Забытое королевство - стр. 28
Поблизости от королевской резиденции Му располагалось множество особняков местных богачей – со всех сторон их окружали текущие ручьи, а со стен свешивались цветущие розы. Дома были двухэтажные, с четырьмя либо шестью флигелями. Все деревянные детали были покрыты темно-красным или бордовым лаком, а искусная резьба – позолотой или серебром. Во двориках, выложенных тесаным камнем, в изобилии цвели цветы и кустарники. Наси обожали цветы – по улицам они всегда ходили с цветком или букетом. Они сажали у домов и вдоль дорог розы, георгины и канны и постоянно охотились за новыми видами цветов. Я выписывал семена цветов и овощей из Америки, так что мой дворик был усажен растениями всех оттенков радуги. У меня постоянно просили то отросток, то цветок. Иногда толпа гостей растаскивала мой садик подчистую. Обычно я не возражал, но когда кто-то выкопал и унес инкарвилию и черный аконит, привезенные мной со Снежной гряды, я очень рассердился. Ничего экзотического в них не было – чтобы их добыть, надо было просто не полениться дойти до гор, где таких цветов росли тысячи. Я потом не раз задумывался о том, зачем украли черный аконит: быть может, для поспешно спланированного убийства или самоубийства? Цветы в горшках – например цинерария и кальцеолярия – вызывали восхищение и очень ценились. Однажды я подарил кальцеолярию в горшке своей подруге мадам Ли, хозяйке лучшей винной лавки на Главной улице. Она выставила горшок на прилавке, и каждый день цветком любовались толпы восхищенных прохожих; женщины быстро окрестили его “мужское богатство”. Особенно почитались пионы. Существовали особые сады, где можно было увидеть цветущие пионы во всей их красе – огромные цветки до поры до времени защищали тонкой бумагой, а когда большинство из них распускалось, хозяин сада устраивал в честь этого события вечеринку.
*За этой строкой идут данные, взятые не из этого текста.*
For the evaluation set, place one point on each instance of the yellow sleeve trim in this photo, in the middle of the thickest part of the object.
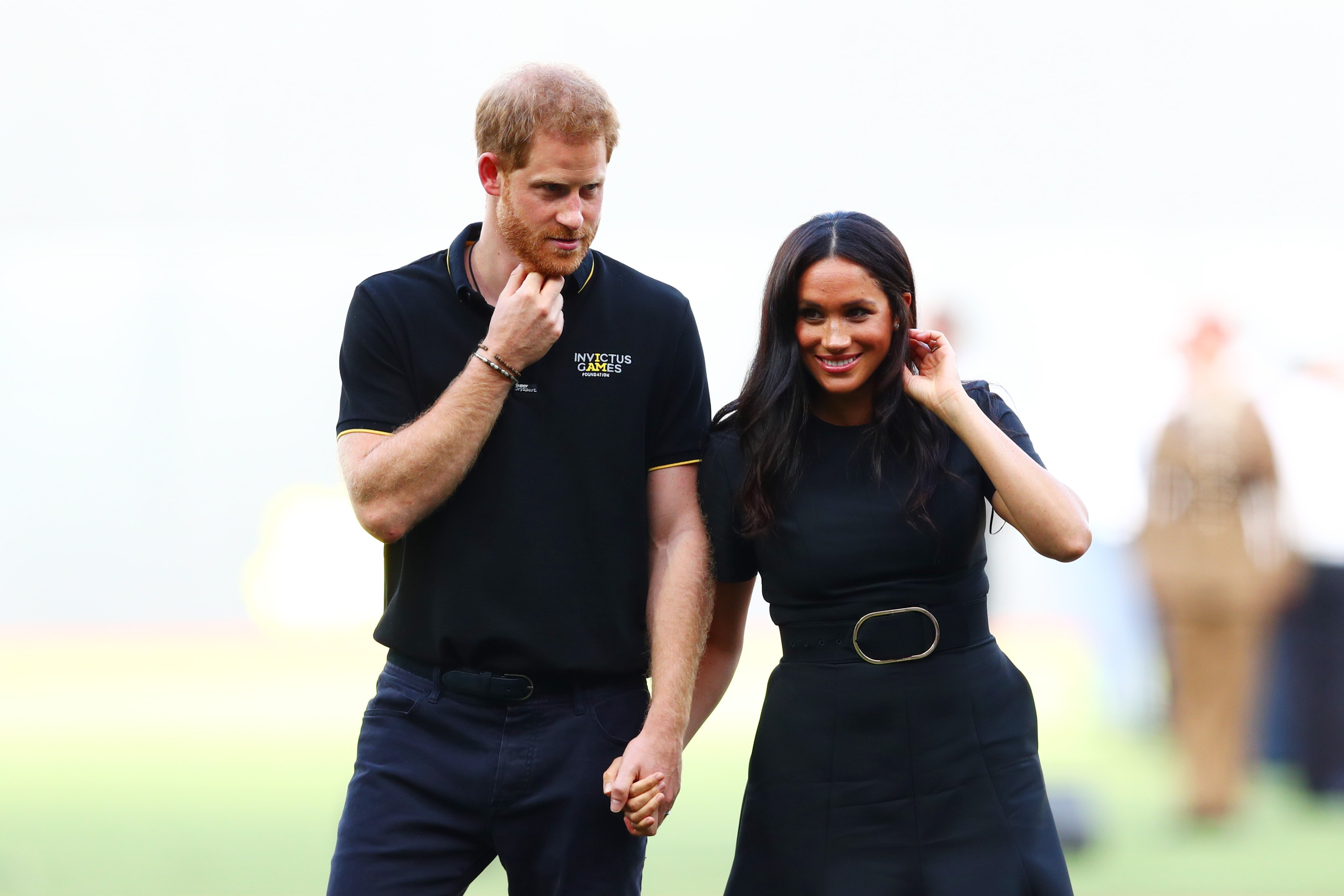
(370, 432)
(678, 464)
Город кончался внезапно – зеленые поля, которые там и сям пересекали ручьи, начинались сразу же за высокими домами. Трущоб в Лицзяне не было. Здесь не существовало кварталов, населенных преимущественно беднотой. Местные улицы не знали кое-как сколоченных одноэтажных домиков и хибар, сложенных из керосиновых бочек, тюков соломы или ящиков; не было в городе и “нехороших”, грязных или немощеных улиц. В Лицзяне не было, как в Лондоне, разделения на Вест-Энд и Ист-Энд – все кварталы города были одинаково ухоженными и аристократичными. В каждом уважающем себя доме держали свиней, однако загоны для них располагались на приличном расстоянии от дома, и хотя свиньям было позволено бродить по всему городу, они вели себя очень воспитанно и никому не мешали. Они старались не затруднять уличного движения и спали в основном на обочинах, согретых солнцем. Свиной навоз никогда не залеживался на улицах – его можно было продать на рынке в качестве удобрения; свиньи, казалось, это понимали, и в городе всегда было чисто. Эти умнейшие животные уходили из дома (в том числе и из моего) рано утром и шли на близлежащие луга пастись или дремать на солнышке. Возвращались они ранним вечером и с хрюканьем пытались открыть двери дома рыльцем. Если их присутствие требовалось раньше, хозяйка (или в исключительных случаях – хозяин) могла всегда позвать их домой, во всю глотку крикнув: “Нонна!” Как и повсюду в Китае, свиньи были для наси главной опорой и гордостью их экономики – и заодно составляли компанию местным домохозяйкам, когда прочие члены семейства отлучались из дому. Блестя глазками, они издавали одобрительное хрюканье и, в знак особой симпатии к этим работящим женщинам, мягко толкали их пятачком.